Church leaders have accused Muslim neighbours of turning on the Christians.
"The people we are helping are very afraid," Bishop Antoine Audo of Aleppo said. "The Christians don't know what their future will hold. They are afraid they will not get their homes back."
However Abou Salaam, a Jesuit priest in the city, said that Muslim imams had held meetings with the remaining Christians to reassure them they were safe.
Despite the broad public respect they enjoy from the rebel leaders, many Christians fear that they will remain vulnerable. About one in 10 of Syria's 20 million population is Christian.
"There were rumours of extremists coming to Homs from other Muslim countries to fight with the rebels," he said. "We don't know if it was true, but it frightened many people."
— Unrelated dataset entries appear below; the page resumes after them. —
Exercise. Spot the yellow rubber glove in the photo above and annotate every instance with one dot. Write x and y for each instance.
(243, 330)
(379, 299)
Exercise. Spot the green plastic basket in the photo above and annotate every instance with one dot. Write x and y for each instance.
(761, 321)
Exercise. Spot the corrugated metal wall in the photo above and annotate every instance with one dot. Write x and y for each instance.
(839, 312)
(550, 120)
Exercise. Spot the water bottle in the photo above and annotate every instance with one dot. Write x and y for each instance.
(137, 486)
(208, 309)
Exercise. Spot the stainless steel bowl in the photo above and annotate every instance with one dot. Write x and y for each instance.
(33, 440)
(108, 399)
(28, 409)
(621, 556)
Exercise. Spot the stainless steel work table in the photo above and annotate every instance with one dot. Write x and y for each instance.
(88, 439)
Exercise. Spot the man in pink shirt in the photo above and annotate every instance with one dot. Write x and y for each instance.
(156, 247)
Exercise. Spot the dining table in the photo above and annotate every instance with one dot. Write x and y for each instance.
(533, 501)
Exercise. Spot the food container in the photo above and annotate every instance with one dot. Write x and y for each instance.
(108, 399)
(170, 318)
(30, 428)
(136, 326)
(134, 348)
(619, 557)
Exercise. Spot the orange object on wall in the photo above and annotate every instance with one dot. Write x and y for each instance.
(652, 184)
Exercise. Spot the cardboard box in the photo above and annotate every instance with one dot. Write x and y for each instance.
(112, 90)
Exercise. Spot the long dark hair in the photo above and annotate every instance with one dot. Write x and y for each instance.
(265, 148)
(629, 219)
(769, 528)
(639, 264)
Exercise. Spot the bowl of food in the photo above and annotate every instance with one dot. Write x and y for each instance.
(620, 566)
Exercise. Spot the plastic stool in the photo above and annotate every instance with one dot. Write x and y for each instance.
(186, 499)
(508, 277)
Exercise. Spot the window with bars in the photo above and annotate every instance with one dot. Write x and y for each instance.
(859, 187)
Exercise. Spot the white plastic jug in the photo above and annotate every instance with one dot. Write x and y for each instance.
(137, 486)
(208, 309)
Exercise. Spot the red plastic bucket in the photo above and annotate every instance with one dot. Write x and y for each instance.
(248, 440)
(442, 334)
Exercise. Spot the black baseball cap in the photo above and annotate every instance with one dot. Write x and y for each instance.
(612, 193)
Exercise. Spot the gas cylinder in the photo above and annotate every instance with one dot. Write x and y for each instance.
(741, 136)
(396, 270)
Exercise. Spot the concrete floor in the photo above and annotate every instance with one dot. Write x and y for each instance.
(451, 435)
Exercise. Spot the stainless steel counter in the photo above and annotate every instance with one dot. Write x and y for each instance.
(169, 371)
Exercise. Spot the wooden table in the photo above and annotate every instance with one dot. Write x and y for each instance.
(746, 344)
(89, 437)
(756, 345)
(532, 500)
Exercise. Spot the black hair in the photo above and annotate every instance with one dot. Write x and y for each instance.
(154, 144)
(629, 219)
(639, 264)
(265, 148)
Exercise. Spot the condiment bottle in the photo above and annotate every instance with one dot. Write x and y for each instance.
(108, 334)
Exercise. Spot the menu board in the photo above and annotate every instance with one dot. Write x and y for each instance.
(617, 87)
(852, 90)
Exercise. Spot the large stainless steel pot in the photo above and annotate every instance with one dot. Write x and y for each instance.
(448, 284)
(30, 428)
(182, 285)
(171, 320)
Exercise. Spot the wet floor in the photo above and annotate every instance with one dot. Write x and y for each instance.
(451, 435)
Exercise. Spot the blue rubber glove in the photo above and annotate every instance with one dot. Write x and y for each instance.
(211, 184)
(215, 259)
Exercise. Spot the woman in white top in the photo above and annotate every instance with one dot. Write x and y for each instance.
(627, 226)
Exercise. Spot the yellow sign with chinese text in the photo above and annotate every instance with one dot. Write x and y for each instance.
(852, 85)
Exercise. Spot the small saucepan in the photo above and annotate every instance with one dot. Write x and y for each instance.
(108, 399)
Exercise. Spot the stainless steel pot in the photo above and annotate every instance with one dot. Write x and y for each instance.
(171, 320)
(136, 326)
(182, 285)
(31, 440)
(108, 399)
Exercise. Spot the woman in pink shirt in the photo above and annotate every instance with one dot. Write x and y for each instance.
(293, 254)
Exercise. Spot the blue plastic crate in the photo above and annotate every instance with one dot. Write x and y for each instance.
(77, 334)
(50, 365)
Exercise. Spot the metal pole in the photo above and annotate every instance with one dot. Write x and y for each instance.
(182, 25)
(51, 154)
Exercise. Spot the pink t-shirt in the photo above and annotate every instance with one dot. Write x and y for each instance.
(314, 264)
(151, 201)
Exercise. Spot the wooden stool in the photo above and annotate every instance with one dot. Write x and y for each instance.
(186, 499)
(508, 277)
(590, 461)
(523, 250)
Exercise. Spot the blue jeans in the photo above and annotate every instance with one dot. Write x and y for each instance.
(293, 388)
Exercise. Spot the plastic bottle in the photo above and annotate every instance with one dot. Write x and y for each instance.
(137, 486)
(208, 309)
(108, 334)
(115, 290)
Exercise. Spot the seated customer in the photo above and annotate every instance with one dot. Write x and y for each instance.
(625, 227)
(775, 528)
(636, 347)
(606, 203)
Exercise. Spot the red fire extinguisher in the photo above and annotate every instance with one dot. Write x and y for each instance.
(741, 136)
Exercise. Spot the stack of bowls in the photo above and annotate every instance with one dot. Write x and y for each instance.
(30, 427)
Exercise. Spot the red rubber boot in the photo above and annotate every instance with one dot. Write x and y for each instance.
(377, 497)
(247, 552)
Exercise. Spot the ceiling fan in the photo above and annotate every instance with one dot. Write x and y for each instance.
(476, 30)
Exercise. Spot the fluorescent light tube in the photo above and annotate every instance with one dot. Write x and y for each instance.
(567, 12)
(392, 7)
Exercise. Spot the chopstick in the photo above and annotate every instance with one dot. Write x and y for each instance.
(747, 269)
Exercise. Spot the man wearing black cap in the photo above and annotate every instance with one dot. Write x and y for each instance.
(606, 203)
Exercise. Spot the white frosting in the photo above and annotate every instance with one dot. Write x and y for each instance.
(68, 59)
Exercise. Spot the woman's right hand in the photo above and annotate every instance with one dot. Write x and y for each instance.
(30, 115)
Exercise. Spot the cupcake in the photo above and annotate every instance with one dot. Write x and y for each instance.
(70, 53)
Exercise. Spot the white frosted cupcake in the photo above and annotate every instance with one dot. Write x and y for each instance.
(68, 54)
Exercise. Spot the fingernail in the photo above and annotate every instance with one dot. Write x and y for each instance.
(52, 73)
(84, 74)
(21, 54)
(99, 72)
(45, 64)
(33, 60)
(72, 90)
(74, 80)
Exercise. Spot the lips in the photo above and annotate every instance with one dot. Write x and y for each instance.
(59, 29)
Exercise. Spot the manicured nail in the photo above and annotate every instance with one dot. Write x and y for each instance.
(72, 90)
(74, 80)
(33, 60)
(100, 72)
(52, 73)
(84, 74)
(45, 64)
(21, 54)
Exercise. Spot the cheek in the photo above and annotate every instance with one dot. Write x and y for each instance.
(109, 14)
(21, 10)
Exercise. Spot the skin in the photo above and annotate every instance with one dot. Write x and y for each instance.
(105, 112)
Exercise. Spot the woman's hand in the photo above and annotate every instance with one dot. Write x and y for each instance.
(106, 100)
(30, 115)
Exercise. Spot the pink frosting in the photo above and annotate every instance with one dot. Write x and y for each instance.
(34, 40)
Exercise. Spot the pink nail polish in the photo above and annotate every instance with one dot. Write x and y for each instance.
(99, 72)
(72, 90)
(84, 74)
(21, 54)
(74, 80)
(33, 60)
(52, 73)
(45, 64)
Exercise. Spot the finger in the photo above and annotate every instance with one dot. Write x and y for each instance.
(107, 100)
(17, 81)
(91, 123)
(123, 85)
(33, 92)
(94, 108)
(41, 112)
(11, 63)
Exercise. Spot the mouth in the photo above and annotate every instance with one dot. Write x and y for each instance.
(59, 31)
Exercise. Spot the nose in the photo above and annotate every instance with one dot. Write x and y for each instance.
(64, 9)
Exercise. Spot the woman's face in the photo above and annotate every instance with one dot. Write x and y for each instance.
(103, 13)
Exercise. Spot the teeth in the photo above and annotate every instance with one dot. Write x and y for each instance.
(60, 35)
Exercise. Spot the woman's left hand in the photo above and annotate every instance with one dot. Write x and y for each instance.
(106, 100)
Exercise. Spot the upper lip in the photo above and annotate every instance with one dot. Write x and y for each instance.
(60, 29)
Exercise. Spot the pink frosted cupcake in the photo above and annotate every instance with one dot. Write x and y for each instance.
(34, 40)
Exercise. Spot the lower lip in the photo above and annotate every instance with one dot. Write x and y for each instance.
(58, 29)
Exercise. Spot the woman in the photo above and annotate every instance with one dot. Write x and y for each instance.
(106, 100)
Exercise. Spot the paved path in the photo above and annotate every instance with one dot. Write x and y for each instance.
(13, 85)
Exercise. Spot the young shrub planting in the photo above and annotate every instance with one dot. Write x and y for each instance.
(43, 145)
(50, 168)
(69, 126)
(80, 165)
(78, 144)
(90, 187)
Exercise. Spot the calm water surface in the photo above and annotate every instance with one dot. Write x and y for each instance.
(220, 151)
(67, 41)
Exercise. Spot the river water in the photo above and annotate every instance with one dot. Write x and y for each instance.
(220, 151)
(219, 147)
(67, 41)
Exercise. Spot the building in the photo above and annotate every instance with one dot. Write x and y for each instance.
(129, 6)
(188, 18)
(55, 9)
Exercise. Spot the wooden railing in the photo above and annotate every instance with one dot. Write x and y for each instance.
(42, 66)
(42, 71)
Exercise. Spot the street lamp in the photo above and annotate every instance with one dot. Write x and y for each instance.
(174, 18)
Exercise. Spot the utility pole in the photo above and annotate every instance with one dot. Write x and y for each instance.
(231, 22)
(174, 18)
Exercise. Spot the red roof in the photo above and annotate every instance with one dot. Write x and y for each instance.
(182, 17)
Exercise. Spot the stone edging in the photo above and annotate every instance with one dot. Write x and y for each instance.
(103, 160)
He added, "The Christians are caught in the middle. We are victims of both sides."
Efforts to stop Syria's descent into civil war reached a decisive juncture with the launch of a peace initiative by Kofi Annan, the joint UN and Arab League envoy on Syria. The plan has the support of Russia and China, as well as the West and the Arab League.
Officials said that the opposition needed to come together as a viable opponent and a potential alternative centre of power to President Assad, if, as hoped, he is eased out of power. "President Assad and his allies... must be left in no doubt that if there is not a political transition that reflects the will of the people, then they will be shunned by the international community and we will close every door to them," said Hague.
"They will face still more sanctions. Their assets will remain frozen. Their travel to Europe and many other nations will always be banned, as will the travel of their families. And they will be pursued by mechanisms of justice and held to account."
With at least 26 killed in continuing government offensives two days after the Syrian leader accepted Mr Annan's proposals, Assad set out conditions of his own for a ceasefire.
The Annan plan must also get a commitment from armed groups to cease their "terrorist acts" against the government, the state news agency reported yesterday. Julien Dacey-Barnes, a Syrian analyst at the European Council for Foreign Relations, said champions of the Syrian opposition had been forced to accept that diplomatic efforts to oust Assad would prevail over military options.
"The Annan plan is the only game in town for the moment," he said. "Outside intervention is impossible for diplomacy is the only way forward. Therefore there is a need to build a stronger opposition to take part in the political process."